Belgrade est condamné au titre de l'article 2 de la Convention européenne des droits de l'homme, qui garantit le droit à la vie.
La Serbie va devoir verser 13.730 euros à Vilko Dakovic, un ressortissant croate dont le père a été tué en octobre 1991 dans l'attaque du village de Lovas par l'armée yougoslave, dominée par les Serbes et épaulée par des volontaires et des policiers.
La Serbie, où la Convention européenne est entrée en vigueur en 2004, a confié à un parquet spécialisé la charge d'enquêter sur les crimes de guerre.
En 2012, 14 anciens militaires et paramilitaires ont été condamnés à des peines allant de quatre à 20 ans de prison pour la mort de 70 civils à Lovas. Certains étaient morts après avoir été forcés à marcher sur un champ de mines.
Une nouvelle procédure, visant l'ancien commandant de l'armée yougoslave accusé d'avoir engagé cette offensive, est engagée depuis 2022 en Serbie pour le meurtre de 21 civils à Lovas, dont le père du requérant.

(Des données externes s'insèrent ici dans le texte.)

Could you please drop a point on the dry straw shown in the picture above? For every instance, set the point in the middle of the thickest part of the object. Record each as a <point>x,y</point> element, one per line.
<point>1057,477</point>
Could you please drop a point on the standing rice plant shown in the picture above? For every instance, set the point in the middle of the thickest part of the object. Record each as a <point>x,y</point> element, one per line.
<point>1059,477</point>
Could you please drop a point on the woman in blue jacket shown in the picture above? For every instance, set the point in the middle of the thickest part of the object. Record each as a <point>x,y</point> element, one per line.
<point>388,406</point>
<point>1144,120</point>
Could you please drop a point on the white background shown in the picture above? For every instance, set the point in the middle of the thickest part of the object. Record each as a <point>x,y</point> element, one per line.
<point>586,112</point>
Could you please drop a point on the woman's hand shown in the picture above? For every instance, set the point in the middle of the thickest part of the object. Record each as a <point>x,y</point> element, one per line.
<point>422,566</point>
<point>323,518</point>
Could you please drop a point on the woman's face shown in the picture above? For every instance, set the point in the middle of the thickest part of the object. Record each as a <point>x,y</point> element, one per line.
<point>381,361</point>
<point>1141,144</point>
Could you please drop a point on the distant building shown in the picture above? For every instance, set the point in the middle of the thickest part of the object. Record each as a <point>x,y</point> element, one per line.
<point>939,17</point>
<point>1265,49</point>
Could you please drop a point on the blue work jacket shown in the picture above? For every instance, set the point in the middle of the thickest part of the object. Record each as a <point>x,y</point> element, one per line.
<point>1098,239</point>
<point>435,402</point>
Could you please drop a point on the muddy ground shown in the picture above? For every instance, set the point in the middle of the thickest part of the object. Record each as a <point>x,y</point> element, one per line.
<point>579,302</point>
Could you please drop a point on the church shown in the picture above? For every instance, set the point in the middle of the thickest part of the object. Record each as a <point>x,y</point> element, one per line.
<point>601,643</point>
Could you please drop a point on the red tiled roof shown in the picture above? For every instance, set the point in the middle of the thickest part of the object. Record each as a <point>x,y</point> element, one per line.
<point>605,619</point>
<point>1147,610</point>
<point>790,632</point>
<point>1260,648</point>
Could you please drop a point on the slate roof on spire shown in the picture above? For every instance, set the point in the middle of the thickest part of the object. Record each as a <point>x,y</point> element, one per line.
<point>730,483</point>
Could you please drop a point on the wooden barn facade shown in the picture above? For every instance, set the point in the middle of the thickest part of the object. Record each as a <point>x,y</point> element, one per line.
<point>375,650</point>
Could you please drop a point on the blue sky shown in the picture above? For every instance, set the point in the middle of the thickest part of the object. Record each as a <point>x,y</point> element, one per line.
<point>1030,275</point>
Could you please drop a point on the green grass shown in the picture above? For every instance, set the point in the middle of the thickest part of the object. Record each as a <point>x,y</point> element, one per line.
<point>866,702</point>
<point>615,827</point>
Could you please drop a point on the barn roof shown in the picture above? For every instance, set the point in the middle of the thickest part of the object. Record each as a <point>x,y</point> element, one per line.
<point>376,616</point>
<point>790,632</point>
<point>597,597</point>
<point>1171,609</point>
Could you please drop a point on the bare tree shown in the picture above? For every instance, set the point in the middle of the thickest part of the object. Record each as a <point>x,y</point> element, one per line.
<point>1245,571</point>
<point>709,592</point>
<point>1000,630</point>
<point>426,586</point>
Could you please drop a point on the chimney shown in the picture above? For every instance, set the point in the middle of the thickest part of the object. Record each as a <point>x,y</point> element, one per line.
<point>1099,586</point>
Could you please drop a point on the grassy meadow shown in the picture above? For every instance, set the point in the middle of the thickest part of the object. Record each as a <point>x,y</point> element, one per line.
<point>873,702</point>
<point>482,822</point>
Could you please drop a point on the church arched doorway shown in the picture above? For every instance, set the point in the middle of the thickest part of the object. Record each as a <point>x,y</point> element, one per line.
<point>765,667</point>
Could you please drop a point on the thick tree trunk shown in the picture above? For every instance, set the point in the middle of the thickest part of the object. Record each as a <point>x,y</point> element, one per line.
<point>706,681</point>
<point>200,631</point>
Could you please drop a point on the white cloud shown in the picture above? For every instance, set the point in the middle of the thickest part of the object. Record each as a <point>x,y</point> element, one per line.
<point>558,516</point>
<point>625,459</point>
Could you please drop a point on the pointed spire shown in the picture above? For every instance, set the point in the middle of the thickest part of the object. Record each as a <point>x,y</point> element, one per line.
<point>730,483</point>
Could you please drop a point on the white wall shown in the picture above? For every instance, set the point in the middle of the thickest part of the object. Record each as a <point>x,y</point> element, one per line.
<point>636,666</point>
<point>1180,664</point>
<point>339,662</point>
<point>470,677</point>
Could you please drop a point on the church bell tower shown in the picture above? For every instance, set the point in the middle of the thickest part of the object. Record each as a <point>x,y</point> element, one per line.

D'après l'arrêt de la CEDH, la personne accusée du meurtre du père du plaignant a été acquittée en 2020 en appel. Un recours de M. Dakovic devant la cour constitutionnelle serbe a été rejeté en 2022.
Dans leur arrêt, les juges de Strasbourg estiment que le gouvernement serbe n'a pas fourni "de raison convaincante et plausible pour justifier la durée totale de l'enquête", plus de trois décennies après les faits.
La proclamation en 1991 par la Croatie de son indépendance de la Yougoslavie a été suivie d'une guerre (1991-95) entre les forces de Zagreb et les sécessionnistes serbes soutenus par Belgrade. Ce conflit a fait environ 20.000 morts.